As it goes, there are few stores or store concepts that are new to me, especially ones entering the Tampa market. H&M just entered our market…10 years after it debuted in New York. It’s fast-fashion model means the products are cheap and unapologetically low-quality.
Zara has been here for a year and change. Recently-opened Henri Bendel, however, is an anomaly. Established in 1895 as a high-end department store and later specializing in mid-range ready-to-wear, accessories, shoes, and cosmetics (less exclusive than Saks, more than Macy’s), the name has been long-associated with the single city girl with disposable income.
According to Wikipedia, the store was the first to bring the designs of Coco Chanel to the U.S. from France, and has carried influential brands like Diane von Furstenberg, Anna Sui, and Rick Owens in its Manhattan flagship location. After being purchased by Limited Brands, the store dropped ready-to-wear and now focuses on accessories, shoes, cosmetics, and gifts. Currently, the New York flagship carries a range of brands (Kooba, Botkier), as well as the eponymous line.

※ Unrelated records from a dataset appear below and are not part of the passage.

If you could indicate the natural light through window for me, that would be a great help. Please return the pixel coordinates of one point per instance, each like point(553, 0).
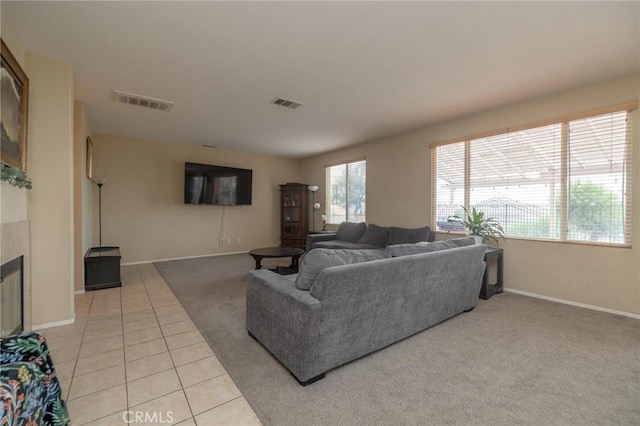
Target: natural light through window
point(568, 181)
point(346, 192)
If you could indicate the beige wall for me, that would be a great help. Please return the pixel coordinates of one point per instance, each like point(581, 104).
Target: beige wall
point(50, 202)
point(398, 193)
point(143, 210)
point(83, 194)
point(15, 237)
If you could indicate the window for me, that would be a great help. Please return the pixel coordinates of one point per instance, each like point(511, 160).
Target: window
point(568, 181)
point(346, 191)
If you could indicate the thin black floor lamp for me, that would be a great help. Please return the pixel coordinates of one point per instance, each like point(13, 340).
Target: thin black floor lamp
point(313, 189)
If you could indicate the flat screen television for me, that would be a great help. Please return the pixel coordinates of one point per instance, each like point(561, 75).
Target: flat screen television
point(219, 185)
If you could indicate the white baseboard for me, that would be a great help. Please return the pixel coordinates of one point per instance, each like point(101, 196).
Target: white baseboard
point(183, 258)
point(54, 324)
point(569, 302)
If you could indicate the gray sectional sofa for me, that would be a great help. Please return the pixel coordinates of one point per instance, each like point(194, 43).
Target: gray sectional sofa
point(359, 301)
point(350, 235)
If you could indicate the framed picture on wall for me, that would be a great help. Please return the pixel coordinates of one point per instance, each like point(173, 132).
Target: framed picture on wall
point(89, 157)
point(14, 109)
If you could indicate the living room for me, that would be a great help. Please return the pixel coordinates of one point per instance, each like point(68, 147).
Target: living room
point(142, 209)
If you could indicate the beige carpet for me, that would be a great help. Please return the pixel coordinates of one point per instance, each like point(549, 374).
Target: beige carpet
point(513, 360)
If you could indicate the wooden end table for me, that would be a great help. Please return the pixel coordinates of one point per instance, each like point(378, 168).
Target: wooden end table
point(275, 252)
point(487, 290)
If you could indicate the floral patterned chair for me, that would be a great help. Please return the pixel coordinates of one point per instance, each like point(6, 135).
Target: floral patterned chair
point(30, 393)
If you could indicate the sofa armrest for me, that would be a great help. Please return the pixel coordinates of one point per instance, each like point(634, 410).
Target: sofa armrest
point(314, 238)
point(285, 320)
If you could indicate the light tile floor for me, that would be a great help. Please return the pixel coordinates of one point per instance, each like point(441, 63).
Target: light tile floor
point(133, 356)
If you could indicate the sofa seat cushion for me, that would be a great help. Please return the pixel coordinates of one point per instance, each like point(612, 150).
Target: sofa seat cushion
point(318, 259)
point(375, 235)
point(408, 235)
point(346, 245)
point(423, 247)
point(350, 231)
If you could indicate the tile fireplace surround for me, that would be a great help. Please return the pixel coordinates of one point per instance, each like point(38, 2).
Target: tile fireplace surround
point(16, 242)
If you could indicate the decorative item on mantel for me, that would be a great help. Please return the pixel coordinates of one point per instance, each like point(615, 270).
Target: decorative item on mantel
point(14, 176)
point(316, 205)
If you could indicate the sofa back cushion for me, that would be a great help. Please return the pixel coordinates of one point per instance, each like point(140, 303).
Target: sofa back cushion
point(375, 235)
point(408, 235)
point(351, 231)
point(422, 247)
point(318, 259)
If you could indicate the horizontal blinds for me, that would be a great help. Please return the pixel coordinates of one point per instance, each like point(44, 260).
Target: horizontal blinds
point(598, 184)
point(356, 191)
point(347, 191)
point(448, 173)
point(514, 178)
point(567, 181)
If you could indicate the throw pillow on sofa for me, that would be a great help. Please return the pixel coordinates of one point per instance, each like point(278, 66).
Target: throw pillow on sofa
point(375, 235)
point(423, 247)
point(408, 235)
point(318, 259)
point(350, 231)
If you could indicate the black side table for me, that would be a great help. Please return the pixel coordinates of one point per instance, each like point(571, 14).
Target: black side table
point(102, 268)
point(487, 290)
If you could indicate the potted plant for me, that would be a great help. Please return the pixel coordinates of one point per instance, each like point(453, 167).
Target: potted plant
point(482, 227)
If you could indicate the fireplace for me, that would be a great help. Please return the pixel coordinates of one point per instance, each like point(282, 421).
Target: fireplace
point(12, 296)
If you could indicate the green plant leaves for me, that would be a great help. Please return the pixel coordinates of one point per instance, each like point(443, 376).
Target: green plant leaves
point(486, 227)
point(14, 176)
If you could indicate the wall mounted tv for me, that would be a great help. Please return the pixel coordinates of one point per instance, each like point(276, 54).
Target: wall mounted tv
point(209, 184)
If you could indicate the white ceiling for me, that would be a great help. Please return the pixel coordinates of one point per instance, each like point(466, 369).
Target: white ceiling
point(362, 70)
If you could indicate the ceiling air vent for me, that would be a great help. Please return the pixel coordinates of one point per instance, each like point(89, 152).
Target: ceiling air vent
point(286, 103)
point(143, 101)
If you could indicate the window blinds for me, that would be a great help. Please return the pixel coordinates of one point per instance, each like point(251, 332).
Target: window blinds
point(569, 180)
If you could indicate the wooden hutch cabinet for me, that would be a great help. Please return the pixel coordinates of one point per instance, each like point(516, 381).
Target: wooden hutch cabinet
point(294, 216)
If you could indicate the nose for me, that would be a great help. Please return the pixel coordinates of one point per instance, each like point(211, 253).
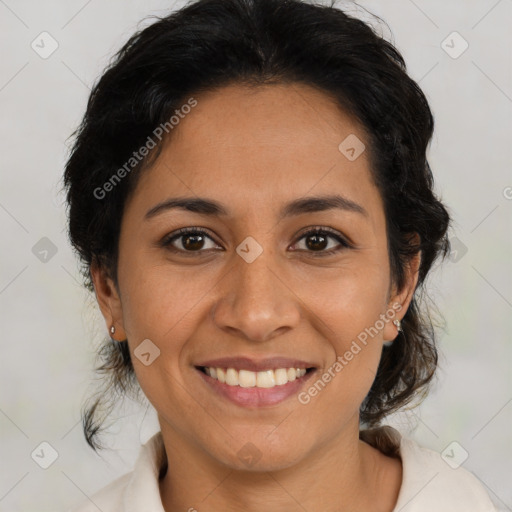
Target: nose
point(255, 301)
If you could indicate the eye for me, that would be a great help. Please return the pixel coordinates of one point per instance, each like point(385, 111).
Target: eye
point(317, 240)
point(191, 240)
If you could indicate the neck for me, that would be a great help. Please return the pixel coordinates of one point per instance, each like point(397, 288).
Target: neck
point(343, 474)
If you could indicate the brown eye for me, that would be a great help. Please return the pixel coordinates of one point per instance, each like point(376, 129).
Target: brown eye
point(319, 239)
point(188, 240)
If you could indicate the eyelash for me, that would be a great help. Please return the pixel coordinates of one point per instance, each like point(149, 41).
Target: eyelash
point(316, 230)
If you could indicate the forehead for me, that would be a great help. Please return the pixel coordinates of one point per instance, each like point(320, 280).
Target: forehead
point(265, 145)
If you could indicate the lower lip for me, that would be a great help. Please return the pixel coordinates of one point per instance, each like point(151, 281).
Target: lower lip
point(256, 397)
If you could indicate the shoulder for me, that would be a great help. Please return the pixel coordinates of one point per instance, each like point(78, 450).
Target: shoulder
point(429, 481)
point(108, 499)
point(137, 490)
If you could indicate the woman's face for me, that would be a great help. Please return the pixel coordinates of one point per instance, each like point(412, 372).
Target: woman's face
point(258, 284)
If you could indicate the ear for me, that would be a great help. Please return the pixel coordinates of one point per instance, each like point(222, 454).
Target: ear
point(108, 300)
point(400, 299)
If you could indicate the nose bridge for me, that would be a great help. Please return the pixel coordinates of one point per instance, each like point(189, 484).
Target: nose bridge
point(255, 302)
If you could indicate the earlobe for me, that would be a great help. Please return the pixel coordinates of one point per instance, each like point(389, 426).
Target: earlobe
point(400, 301)
point(109, 301)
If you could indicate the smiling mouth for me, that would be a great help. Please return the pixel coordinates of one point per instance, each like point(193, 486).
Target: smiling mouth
point(249, 379)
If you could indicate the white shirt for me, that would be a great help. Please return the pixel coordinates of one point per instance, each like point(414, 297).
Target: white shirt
point(428, 484)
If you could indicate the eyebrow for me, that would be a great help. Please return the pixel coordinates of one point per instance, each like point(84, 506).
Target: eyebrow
point(206, 206)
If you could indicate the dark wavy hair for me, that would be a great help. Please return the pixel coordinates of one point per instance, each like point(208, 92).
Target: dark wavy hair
point(209, 44)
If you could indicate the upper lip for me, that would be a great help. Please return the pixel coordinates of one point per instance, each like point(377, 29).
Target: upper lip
point(256, 365)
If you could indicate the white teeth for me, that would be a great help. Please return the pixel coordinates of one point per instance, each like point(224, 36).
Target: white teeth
point(248, 379)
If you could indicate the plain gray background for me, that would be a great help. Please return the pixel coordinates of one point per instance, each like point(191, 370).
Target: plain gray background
point(50, 326)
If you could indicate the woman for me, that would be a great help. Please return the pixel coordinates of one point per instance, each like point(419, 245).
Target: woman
point(250, 197)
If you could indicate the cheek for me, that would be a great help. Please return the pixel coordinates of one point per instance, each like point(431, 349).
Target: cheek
point(347, 309)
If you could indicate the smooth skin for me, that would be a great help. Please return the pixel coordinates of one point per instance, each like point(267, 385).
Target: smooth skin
point(254, 151)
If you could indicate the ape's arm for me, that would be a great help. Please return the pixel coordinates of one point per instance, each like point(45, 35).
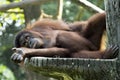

In Tampa, the freshly minted glossy-black store carries only the house line, which is made up of high-quality leather, canvas, and nylon accessories in a range of colors and textures, as well as gifts and other accessories. The Henri model is akin to Saks Fifth Avenue opening smaller-sized boutique stores and selling only its house line of clothing and accessories. Now and into the future, it seems many clothing brands are blending their role as the producer and the provider. J.Crew sells Ray-Ban sunglasses. MR PORTER sells J.Crew clothing and accessories. Barney’s sells a house line, as does Saks Fifth Avenue. What’s to stop either store from opening up small-scale stores and selling only their house line? A compelling concept for emerging markets where any stigma attached to a house line vs. a designer brand may not exist.
In any case, I went and poked around Henri Bendel last weekend and really liked it. Although they have nothing for men, their offerings are on about the same price level as Coach and Kate Spade, but the designs are less reliant on logos or bright colors…and more on shining, glittering, glossy touches that GLINT in the evening light. They feel big city…they feel like New York.
I hope the store stays, and I hope it works.
*In an interesting twist, each non-New York store location comes with a City Guide…found here for Tampa. Their choices are not what a native would have chosen, so I wonder where they sought advice on what is good. Cool idea, though…personalizing their Tampa existence.